Jiggs bought 7 acres of land in 1944 and, quite the carpenter, he was able to build several cabins out of rescued wood from an old school house. Halstead said, over the years, he continued to build and completed the last cabin in 1964.
Jiggs was successful in his business venture with his wife, Agnes, but they sold the land in 1968. The property changed hands multiple times before Manatee County took ownership in 2007.
That’s really when Halstead and Kleiner became involved in the property as members of the Old Braden River Historical society.
The county decided to make the location a preserve, and Kleiner suggested the idea of preserving at least one of the original cabins and restoring it. In fact, she founded the organization for that express purpose. Unfortunately, with the cabins’ state of disrepair, that wasn’t an option due to cost and code issues.
Instead, with a series of grants and the efforts of the historical society, the county was able to build a replica cabin. The historical society furnished the cabin with materials that are as close to the period as possible. The cabin’s sink, however, is still original.
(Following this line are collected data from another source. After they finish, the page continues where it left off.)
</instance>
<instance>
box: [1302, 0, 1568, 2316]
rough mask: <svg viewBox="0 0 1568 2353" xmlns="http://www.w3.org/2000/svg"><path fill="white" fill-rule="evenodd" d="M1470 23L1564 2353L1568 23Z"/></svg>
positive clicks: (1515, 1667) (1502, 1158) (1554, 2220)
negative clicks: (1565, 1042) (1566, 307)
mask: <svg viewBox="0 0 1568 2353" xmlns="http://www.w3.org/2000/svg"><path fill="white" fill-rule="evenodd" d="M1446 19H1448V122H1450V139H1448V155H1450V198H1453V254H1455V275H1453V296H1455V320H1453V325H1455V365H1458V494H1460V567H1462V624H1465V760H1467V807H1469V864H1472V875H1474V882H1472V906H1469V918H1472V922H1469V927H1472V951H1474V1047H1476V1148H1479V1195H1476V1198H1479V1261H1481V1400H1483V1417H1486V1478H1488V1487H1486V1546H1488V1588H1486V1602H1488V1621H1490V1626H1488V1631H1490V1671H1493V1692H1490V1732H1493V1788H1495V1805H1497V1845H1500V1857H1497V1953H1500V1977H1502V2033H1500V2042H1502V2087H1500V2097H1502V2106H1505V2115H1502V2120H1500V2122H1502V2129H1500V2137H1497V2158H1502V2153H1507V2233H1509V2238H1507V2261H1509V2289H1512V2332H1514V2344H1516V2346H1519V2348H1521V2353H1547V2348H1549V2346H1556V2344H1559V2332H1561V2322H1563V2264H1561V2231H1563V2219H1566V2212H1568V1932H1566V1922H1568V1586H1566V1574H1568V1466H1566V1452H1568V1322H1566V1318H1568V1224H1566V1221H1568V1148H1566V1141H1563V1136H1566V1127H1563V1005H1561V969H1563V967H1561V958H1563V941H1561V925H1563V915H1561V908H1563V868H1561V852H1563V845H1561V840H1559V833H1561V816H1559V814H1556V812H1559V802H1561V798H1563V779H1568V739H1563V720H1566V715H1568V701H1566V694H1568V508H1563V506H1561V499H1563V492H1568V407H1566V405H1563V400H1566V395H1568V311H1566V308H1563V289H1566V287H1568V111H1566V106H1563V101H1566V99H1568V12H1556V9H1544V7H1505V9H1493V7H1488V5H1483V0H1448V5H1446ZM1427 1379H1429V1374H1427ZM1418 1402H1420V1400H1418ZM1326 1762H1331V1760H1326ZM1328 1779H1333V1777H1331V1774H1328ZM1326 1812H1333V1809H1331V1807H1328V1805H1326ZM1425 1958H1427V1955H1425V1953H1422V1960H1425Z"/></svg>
Kleiner keeps the historical cabin locked and closed most days, but visitors can still read the sign out front and peer through the windows to get a taste of what’s inside. Occasionally, Kleiner opens the cabin up for visitors to enjoy the rich history up-close and personal.
She is hoping those personal tours increase. She said some people say they’ve lived nearby for years and didn’t know the preserve was there.
“We’re thrilled for those who come, but we don’t get the numbers we should,” she said. “It takes a village to raise awareness.”
These days, the landing is gated and opened sunrise to sunset, but visitors can purchase a pass at G.T. Bray for after-hours access.
Kleiner handles four air-conditioned cabins. The cabins border a boardwalk that juts into the water and where the keen eye can often pick out a couple of sleepy alligators floating in the water.
Other amenities include a concession stand, a playground, kayak and canoe rentals and electric boat tours, too.
Kleiner put it simply: “This place is amazing,” she said. “We need more people.”